Increased N absorption and dark treatment improves AR formation
The parameters of AR formation (TRN and RNC) were notably decreased at a lower Nd supply and reduced Nt absorption (Fig. 3a). This coincides with reports of a nitrogen limitation of AR formation in chrysanthemum, pelargonium, poinsettia and petunia [17, 26, 27, 39]. In the present study, AR formation in petunia was even reduced at low Nd supply (Fig. 3a) when Nt diminished just slightly below the recommended Nt-range between 2750–5429 μmol Nt  (Fig. 3e, f, g, h). Then, cuttings revealed no phenotype above the critical level for deficiency symptoms of 1471 μmol Nt . The dark stimulation of AR formation (Fig. 3b) supported earlier data of an increased, accelerated and synchronized rooting after dark exposure . However, low and high initial Nt levels confirmed the high N effect on AR formation only as long as no dark exposure was applied (Fig. 3c, d).
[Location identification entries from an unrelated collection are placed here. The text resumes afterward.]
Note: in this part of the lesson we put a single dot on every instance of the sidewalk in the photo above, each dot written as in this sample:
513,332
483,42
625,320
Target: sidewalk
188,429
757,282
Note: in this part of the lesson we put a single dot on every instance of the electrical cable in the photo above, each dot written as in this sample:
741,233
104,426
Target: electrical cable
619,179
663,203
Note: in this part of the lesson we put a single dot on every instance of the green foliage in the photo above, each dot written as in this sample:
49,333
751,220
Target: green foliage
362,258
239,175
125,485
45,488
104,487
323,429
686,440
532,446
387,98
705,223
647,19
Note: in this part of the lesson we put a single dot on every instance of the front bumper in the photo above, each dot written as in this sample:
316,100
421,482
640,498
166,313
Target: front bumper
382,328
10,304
Nitrogen allocation mirrors Nt contents, dark exposure and period during AR formation
Nutrient concentrations, in particular nitrate, amino acids and Nt rapidly declined at early phases of AR formation indicating a high N demand [21, 42, 43]. As dark stimulation of AR formation involved a strong dark induced carbohydrate starvation  it further implied concurrent N fluxes obviously contributing to improved N availability in the rooting zone meeting the high N demand at early rootless phases . Although darkness did not change Nt it reduced insoluble protein-N at both Nd supply levels (Fig. 4a, f, d, i) and warranted fluxes of released N into soluble amino-N and amide-N pools (Fig. 4b, g, e, j). This is in accordance with the reports that prolonged darkness affects proteolytic systems of cellular compartments and activates protein breakdown in response to carbohydrate starvation . Thereby, total N and the nitrate-NF pool remains unaffected from darkness (Fig. 4a, f, c, h) since darkness prevents photosynthesis and concomitantly inactivates nitrate reductase and N assimilation .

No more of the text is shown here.